The Crop Plan Vs The Payout
When it comes to planning crop production for the year, producers rely on a mix of resources, including crop guides, crop planners, future contract prices, and a whole host of other inputs. But one thing farmers cannot plan for is the end-of-season return over total expenses, aka profits.
Crop production is unpredictable for several reasons. You could have bad weather, which wipes out part of your crop, stunted growth, unexpected machinery costs, possibly tariffs on your chemical mid-season, or prices just not being what you had hoped. Planning and projections are useful, but until harvest, there is no way to know what is in the bin- or what it is worth.
Planning for the 2024 crop Year
To illustrate just how uncertain and how much risk producers take on, let’s use the very useful and reliable Saskatchewan Crop Planning Guides Online Calculator for 2024 to see the financial impact that yield alone could have on a farm, like Chelsea did when she crunched the numbers of farm startup costs.

Let’s assume a farm slightly larger than the average Saskatchewan farm, three full sections of land totalling 1920 acres, with less than 5% unsuitable for seeding. All arable land will be seeded. South West Saskatchewan does not offer ideal or preferable growing conditions for any of the crops listed in the Crop Planning Guide in Saskatchewan, especially canola.
Still, 2024’s future prices for canola were strong, making it a profitable crop despite its lower yield in this region. So I dedicate 625 acres to canola.
Originally, I had considered oats, but looking at the planner’s brown soil zone, I noticed that the breakeven for yield was not likely attainable. The crop planner estimated the area would need a breakeven yield of 60.87 bu/ac, but the estimated yield for brown soil in 2024 was only 53.82 bu/ac. Knowing that my estimated yield was projected as less than my breakeven, and my return over total expenses would be -$37.03/acre, oats were too risky. Instead, I went with crops whose breakeven yield didn’t exceed projected yields, splitting the remaining acres into 610 of durum and 620 acres of large green lentils.
Calculating expenses
The Crop Planning Guides Calculator works by letting producers input both estimated revenues and expenses. For revenues, you enter acres seeded, estimated yield (which we will cover later), and the estimated on-farm market price, which I took straight from the calculator since I didn’t have a contract lined up for selling any of these crops.
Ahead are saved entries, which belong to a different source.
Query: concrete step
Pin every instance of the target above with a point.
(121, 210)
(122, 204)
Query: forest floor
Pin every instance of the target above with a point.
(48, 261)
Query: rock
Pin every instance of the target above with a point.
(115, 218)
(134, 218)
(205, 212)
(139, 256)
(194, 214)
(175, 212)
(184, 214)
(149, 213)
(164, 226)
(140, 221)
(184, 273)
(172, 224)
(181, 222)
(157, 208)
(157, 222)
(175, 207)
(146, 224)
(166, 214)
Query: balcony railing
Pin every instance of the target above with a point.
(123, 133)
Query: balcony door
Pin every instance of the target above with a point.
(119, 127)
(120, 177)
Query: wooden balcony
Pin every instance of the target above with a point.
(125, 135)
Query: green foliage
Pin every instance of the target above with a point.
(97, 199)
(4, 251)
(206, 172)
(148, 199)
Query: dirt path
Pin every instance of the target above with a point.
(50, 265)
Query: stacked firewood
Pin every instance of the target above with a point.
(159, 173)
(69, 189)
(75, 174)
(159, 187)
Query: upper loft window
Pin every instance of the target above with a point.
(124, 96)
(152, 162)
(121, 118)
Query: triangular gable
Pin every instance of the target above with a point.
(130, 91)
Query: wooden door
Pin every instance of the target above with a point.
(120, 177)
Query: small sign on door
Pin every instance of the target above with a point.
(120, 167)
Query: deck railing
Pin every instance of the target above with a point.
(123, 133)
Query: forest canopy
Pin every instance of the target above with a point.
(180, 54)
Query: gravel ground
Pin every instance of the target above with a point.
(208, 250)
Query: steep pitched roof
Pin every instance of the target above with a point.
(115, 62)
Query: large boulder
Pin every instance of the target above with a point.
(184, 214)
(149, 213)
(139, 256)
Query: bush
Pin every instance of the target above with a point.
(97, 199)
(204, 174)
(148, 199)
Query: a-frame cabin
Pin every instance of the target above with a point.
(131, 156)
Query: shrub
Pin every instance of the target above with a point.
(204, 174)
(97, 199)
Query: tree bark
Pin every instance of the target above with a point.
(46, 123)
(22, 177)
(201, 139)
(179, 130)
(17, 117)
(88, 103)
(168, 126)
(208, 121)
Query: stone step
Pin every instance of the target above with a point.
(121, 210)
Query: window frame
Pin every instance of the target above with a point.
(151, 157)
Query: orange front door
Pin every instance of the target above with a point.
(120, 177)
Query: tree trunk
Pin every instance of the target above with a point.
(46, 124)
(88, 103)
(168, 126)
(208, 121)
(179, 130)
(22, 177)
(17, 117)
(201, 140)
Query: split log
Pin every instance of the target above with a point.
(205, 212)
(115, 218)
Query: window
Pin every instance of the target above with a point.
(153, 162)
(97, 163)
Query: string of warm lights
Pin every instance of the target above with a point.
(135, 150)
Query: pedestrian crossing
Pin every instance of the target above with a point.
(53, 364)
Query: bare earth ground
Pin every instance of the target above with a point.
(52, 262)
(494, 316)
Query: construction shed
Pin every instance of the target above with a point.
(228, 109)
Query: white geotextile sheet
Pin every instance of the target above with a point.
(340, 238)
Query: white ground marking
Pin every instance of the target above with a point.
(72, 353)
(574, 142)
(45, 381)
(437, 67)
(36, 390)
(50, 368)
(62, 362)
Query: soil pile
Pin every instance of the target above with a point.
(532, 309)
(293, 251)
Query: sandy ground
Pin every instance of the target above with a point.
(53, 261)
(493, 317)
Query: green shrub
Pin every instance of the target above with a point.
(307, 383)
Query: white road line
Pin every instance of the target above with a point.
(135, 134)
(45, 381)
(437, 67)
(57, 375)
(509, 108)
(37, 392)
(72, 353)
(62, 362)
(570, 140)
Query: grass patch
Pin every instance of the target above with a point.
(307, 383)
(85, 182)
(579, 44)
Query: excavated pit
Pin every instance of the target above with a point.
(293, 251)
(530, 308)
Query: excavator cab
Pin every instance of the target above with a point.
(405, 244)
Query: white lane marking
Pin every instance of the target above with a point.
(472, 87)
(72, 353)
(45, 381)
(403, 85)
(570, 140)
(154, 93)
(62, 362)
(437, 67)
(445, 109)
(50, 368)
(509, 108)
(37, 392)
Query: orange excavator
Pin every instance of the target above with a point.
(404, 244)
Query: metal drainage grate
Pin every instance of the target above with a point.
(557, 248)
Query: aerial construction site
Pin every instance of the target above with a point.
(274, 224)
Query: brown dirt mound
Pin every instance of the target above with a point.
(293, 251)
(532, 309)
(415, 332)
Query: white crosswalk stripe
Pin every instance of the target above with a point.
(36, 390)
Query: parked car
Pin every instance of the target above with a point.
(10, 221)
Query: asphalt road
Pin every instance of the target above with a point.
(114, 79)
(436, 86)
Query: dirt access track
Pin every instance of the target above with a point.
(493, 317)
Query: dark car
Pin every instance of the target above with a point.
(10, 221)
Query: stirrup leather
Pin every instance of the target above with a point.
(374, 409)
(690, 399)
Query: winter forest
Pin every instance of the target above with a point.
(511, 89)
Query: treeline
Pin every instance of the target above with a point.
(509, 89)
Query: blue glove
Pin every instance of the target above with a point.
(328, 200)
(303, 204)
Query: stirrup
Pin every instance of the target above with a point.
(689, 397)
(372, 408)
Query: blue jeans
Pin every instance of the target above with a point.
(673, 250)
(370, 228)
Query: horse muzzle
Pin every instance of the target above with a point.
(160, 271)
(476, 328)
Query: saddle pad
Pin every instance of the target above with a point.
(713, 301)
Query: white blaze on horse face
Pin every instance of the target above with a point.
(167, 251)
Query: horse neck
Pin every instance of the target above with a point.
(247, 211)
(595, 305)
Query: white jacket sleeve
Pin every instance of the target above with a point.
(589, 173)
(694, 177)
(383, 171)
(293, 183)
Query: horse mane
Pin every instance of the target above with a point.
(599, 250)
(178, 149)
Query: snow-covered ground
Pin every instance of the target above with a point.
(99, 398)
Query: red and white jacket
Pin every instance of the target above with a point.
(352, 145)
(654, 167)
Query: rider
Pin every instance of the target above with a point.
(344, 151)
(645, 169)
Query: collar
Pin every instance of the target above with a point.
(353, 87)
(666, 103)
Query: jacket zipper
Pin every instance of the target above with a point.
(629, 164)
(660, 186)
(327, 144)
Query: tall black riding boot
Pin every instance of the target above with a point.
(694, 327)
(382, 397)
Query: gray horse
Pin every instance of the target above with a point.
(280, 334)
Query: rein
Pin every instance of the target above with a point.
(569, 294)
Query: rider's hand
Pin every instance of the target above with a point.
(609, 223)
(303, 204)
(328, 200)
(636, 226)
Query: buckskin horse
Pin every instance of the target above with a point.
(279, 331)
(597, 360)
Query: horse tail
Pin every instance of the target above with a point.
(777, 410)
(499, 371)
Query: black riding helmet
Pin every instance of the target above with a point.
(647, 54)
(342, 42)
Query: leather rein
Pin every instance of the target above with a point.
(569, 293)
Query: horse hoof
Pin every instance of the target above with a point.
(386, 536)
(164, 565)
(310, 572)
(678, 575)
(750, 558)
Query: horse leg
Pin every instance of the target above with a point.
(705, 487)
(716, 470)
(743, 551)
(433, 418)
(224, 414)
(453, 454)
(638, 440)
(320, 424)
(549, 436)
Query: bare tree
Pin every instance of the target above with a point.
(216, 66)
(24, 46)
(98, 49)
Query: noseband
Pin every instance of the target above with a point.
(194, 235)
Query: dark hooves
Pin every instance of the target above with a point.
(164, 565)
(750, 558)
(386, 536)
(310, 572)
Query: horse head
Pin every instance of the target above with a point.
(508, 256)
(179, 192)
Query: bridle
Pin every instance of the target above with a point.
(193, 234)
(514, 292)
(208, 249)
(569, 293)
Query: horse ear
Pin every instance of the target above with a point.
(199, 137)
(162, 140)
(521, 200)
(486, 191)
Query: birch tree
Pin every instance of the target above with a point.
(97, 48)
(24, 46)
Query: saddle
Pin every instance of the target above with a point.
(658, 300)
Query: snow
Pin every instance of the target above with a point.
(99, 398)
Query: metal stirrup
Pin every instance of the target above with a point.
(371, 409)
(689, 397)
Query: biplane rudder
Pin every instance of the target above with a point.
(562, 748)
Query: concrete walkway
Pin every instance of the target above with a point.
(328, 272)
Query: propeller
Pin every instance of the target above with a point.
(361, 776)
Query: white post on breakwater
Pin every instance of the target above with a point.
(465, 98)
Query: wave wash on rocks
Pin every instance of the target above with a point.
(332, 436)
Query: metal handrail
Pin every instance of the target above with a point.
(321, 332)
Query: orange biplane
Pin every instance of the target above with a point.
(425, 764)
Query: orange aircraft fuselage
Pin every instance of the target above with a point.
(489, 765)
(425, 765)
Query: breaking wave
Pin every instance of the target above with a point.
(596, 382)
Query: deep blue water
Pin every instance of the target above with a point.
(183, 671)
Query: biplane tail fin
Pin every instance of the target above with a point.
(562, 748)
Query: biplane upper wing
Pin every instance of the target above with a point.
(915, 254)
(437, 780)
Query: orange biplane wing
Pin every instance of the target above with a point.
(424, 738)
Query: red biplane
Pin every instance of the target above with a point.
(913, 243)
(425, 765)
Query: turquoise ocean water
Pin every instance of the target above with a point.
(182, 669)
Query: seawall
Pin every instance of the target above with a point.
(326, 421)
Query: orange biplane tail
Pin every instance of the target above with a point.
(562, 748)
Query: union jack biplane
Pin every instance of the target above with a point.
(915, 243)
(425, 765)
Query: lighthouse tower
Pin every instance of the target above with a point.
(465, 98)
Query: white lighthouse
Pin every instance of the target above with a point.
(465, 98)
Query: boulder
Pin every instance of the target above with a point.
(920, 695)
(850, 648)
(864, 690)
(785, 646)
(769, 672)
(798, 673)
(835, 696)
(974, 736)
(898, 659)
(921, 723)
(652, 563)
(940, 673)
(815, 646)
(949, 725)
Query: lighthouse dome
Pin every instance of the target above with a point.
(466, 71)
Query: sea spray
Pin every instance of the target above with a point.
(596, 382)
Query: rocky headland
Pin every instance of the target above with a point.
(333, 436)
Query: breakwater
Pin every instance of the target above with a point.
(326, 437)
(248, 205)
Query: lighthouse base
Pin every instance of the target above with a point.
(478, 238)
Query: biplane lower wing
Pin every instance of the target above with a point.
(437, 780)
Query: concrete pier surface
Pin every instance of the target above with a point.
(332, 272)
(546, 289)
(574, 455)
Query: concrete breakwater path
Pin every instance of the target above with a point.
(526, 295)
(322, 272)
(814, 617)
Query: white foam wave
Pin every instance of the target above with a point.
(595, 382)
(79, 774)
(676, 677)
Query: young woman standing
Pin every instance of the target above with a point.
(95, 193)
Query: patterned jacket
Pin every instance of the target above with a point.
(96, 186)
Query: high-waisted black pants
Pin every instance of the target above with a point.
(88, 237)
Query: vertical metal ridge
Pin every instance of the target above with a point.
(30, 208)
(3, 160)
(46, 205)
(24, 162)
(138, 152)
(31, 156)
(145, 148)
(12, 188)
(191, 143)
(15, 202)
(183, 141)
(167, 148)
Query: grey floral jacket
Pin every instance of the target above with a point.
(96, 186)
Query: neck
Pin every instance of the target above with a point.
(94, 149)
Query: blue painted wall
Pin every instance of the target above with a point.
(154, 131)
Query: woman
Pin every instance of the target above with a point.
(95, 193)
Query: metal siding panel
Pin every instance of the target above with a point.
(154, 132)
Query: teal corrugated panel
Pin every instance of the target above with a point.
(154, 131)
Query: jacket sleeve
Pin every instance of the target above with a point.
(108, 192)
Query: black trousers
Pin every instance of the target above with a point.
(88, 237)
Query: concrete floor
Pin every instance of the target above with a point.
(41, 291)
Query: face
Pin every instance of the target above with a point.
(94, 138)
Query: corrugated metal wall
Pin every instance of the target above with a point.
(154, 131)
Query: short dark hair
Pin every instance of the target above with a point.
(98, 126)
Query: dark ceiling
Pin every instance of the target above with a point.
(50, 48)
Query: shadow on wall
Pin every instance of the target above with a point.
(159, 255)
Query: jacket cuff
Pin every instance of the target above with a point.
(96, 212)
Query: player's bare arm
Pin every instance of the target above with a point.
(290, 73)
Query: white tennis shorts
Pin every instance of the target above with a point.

Then there are the expenses, calculated on a per-acre basis. Since I am not a farmer in real life, I stuck with the suggested agronomic inputs for each crop across Saskatchewan’s soil zones to represent the variable expenses, as seen in Table 1. Each crop’s variable expenses varied:
- Canola had the highest input costs per acre at $357.70/acre
- Lentils and durum were at least 20% less, at $282.19 and $265.04/acre.
Each crop has a different distribution of costs. Durum seed costs are significantly less than the other crops, and its herbicide inputs were lower as well. Lentils require fewer fertilizer inputs, as these legumes are nitrogen fixers, yet they have higher plant protection costs than the other two crops. This is partly because lentils are susceptible to a host of diseases, often needing multiple fungicide applications to prevent economic damage, and they are also less competitive against weed competition early on, increasing herbicide costs.